Dopo molte settimane così, tutto il tempo delle vacanze estive, era difficile rivestirsi.
Chiunque sia stato nudo a lungo lo sa: rimettersi i vestiti non è solo una cosa incomprensibile ma è anche scomodo, la pelle si è disabituata al contatto con la stoffa, il corpo subisce inattese limitazioni di movimento indotte da una cucitura. Ad aggravare quelle sensazioni aliene, naturalmente, c'era la malinconia della partenza, salutare gli amichetti italiani e tedeschi soprattutto, sperare che l'anno dopo ci saremmo di nuovo rivisti li'.

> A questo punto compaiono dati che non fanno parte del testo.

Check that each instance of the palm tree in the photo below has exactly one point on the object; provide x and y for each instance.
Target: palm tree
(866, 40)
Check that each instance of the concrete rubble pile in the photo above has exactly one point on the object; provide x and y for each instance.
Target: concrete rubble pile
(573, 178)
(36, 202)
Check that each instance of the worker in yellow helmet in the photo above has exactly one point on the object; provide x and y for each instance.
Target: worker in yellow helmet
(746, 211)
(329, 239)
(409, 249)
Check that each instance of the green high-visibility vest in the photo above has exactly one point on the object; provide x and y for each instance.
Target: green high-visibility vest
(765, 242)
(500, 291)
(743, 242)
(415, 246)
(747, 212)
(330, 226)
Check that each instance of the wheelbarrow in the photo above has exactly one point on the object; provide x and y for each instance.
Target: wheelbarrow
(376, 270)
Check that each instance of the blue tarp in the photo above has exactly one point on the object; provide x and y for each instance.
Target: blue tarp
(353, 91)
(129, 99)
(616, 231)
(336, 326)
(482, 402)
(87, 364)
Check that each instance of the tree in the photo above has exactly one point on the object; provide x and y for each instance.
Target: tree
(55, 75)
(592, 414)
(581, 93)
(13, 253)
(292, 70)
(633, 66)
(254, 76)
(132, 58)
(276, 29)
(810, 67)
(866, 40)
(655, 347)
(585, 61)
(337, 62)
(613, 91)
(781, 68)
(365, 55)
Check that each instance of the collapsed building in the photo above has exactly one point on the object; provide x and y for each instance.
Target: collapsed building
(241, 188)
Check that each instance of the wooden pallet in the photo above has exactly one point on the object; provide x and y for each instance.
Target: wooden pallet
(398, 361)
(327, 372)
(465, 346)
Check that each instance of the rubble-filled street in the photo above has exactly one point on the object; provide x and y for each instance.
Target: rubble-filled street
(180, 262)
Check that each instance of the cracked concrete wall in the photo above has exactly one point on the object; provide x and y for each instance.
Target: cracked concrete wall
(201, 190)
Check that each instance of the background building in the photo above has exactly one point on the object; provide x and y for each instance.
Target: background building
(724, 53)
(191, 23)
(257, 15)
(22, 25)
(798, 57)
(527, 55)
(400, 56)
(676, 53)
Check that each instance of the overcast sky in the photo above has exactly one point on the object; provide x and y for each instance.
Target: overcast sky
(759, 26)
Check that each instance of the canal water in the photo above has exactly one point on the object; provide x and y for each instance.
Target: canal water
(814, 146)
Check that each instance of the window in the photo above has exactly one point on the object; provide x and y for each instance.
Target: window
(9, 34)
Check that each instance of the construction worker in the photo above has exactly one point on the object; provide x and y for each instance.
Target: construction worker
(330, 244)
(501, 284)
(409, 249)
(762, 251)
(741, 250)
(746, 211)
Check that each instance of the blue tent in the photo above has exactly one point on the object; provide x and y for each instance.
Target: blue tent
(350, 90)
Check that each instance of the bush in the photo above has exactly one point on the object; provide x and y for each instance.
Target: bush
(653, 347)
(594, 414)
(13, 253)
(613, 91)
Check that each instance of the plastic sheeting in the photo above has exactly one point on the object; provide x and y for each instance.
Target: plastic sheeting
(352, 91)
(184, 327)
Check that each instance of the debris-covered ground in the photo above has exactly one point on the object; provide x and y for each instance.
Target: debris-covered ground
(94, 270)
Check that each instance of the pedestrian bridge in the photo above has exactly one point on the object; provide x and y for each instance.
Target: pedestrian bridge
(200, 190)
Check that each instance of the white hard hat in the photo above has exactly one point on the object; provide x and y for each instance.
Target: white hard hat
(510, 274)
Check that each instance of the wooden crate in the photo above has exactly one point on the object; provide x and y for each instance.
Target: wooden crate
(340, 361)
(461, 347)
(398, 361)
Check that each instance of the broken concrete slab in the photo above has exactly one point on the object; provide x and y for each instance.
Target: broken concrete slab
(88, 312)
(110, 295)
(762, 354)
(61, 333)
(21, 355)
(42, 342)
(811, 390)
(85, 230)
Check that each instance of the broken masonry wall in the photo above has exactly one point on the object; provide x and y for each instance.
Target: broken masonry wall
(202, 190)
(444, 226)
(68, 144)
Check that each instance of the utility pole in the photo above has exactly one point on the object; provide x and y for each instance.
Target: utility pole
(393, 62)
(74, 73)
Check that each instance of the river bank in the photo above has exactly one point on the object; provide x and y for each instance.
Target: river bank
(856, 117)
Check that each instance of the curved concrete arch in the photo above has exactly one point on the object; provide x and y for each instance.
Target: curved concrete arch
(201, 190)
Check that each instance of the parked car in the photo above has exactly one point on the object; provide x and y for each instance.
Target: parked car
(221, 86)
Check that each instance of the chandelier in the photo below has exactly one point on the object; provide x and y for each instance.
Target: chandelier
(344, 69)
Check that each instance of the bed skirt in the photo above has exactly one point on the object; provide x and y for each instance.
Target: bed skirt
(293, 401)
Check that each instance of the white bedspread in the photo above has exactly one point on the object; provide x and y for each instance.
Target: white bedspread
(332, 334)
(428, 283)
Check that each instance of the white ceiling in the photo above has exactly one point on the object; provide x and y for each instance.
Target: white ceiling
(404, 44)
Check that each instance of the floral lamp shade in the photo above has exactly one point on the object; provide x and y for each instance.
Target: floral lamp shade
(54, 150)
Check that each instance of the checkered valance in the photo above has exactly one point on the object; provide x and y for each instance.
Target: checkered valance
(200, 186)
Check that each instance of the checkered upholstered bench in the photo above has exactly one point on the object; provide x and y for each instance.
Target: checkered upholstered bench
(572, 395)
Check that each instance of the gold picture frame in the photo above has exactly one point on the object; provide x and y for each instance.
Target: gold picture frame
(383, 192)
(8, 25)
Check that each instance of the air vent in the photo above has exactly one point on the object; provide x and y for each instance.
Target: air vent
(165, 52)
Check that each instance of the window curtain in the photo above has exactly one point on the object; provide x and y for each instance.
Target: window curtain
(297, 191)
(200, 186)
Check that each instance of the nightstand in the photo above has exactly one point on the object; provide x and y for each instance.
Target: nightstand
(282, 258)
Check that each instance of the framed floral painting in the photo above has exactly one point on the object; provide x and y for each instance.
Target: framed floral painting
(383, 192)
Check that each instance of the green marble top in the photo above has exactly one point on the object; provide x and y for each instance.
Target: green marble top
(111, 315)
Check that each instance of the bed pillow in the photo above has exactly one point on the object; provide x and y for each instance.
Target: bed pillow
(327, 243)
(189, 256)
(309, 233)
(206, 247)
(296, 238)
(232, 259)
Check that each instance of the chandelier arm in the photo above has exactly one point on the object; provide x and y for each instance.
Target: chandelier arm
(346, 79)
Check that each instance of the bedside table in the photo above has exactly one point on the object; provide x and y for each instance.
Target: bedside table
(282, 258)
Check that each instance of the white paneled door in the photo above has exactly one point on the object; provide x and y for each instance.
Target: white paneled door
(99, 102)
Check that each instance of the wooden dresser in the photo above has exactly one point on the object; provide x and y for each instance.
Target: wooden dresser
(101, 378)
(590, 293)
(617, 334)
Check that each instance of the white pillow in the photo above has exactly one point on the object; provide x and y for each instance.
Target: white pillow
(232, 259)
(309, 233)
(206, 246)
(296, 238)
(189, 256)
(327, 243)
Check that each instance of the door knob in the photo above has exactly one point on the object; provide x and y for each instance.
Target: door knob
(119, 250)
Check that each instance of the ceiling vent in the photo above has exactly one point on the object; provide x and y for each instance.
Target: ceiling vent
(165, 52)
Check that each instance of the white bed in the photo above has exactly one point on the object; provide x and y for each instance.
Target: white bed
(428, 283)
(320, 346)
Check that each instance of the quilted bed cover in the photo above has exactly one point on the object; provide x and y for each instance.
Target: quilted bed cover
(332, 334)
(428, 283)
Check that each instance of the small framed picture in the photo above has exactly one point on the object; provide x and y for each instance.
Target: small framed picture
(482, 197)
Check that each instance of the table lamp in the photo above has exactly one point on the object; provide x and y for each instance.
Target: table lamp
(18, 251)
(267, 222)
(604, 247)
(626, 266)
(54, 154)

Erano bei tempi, tempi nei quali al Solaris, all'Ulika, in tutta quella zona, nudità significava appunto nudità, vedere tessili era rarissimo, e quasi offensivo. Non ti vestivi neanche la sera, perché col tempo il corpo si abitua a proteggersi, a scaldarsi, doveva fare davvero un freddo particolare perché mia madre ci ingiungesse di rivestirci.
Per questo poi nella mia vita adulta ho cercato di trovarmi nella possibilità di passare l'estate in totale nudità, un po' mi riporta a quando ero piccolo, un po' sento che il mio corpo respira, e così il mio spirito.